Covariance and Correlation: Correlation measures the Pearson correlation coefficient, which is scaled between –1 and +1. The covariance is scaled according to the inputs in the data.Like the var function, covariance can be calculated either as the sample covariance or the population covariance. Therefore it can be important to specify which formula you want to use. Correlation has no notion of this and therefore does not have calculations for population or sample.

scala>    
    df.select(

     |       skewness("Quantity"),

     |       kurtosis("Quantity"),

     |      
    corr("Quantity","StockCode"),

     |      
    covar_pop("Quantity","StockCode"),

     |      
    covar_samp("Quantity","StockCode")

     |     ).show()

+--------------------+------------------+-------------------------+------------------------------+-------------------------------+

| 
    skewness(Quantity)|kurtosis(Quantity)|corr(Quantity,
    StockCode)|covar_pop(Quantity, StockCode)|covar_samp(Quantity, StockCode)|

+--------------------+------------------+-------------------------+------------------------------+-------------------------------+

|-0.26407557610528376|119768.05495530753|     0.003148487638324...|             12062.85169025026|             12062.876166204545|

+--------------------+------------------+-------------------------+------------------------------+-------------------------------+

def skewness(columnName: String): Column

Aggregate function: returns the skewness of the values in a group.

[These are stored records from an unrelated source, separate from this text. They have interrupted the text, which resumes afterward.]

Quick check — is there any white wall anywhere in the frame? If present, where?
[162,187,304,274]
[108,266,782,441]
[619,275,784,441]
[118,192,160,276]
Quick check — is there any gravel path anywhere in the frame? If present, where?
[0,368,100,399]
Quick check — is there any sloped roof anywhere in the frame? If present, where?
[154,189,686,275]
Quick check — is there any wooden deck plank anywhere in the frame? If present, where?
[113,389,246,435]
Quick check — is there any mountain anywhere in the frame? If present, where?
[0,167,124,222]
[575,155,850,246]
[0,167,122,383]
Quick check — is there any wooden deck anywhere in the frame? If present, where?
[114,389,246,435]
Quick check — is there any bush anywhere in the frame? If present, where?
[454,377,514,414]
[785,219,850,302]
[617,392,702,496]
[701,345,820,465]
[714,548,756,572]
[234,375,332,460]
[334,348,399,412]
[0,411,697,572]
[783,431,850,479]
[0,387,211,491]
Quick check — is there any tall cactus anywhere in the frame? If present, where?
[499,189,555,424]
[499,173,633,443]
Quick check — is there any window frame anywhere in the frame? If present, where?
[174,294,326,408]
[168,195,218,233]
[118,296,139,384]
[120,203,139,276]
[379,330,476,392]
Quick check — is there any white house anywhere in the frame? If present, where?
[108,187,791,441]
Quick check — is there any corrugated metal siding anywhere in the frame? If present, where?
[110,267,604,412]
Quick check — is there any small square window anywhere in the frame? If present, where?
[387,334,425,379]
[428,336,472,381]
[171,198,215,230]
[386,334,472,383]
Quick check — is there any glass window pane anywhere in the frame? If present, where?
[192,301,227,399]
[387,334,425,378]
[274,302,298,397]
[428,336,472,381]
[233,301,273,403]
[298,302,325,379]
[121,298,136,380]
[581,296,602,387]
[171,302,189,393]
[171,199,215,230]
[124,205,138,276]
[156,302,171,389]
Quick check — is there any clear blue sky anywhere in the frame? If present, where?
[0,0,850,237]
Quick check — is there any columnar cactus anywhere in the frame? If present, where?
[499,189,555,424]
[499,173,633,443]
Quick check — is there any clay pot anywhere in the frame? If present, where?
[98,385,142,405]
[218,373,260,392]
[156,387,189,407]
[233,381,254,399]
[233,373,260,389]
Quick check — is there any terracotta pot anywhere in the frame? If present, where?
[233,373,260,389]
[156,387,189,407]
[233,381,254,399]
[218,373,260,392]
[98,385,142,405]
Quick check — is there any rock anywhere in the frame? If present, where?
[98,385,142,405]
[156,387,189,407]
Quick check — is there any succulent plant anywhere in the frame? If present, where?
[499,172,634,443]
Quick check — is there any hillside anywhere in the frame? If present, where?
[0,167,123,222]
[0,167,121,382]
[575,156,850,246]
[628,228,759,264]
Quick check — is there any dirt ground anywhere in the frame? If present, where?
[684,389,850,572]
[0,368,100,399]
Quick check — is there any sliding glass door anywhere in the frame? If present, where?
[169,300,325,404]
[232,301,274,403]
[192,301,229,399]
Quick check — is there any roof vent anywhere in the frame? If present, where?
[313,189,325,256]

def skewness(e: Column): Column

Aggregate function: returns the skewness of the values in a group.

def kurtosis(columnName: String): Column

Aggregate function: returns the kurtosis of the values in a group.

def kurtosis(e: Column): Column

Aggregate function: returns the kurtosis of the values in a group.

def corr(columnName1: String, columnName2: String): Column

Aggregate function: returns the Pearson Correlation Coefficient for two columns.

def corr(column1: Column, column2: Column): Column

Aggregate function: returns the Pearson Correlation Coefficient for two columns.

def covar_pop(columnName1: String, columnName2: String): Column

Aggregate function: returns the population covariance for two columns.

def covar_pop(column1: Column, column2: Column): Column

Aggregate function: returns the population covariance for two columns.

def covar_samp(columnName1: String, columnName2: String): Column

Aggregate function: returns the sample covariance for two columns.

def covar_samp(column1: Column, column2: Column): Column

Aggregate function: returns the sample covariance for two columns.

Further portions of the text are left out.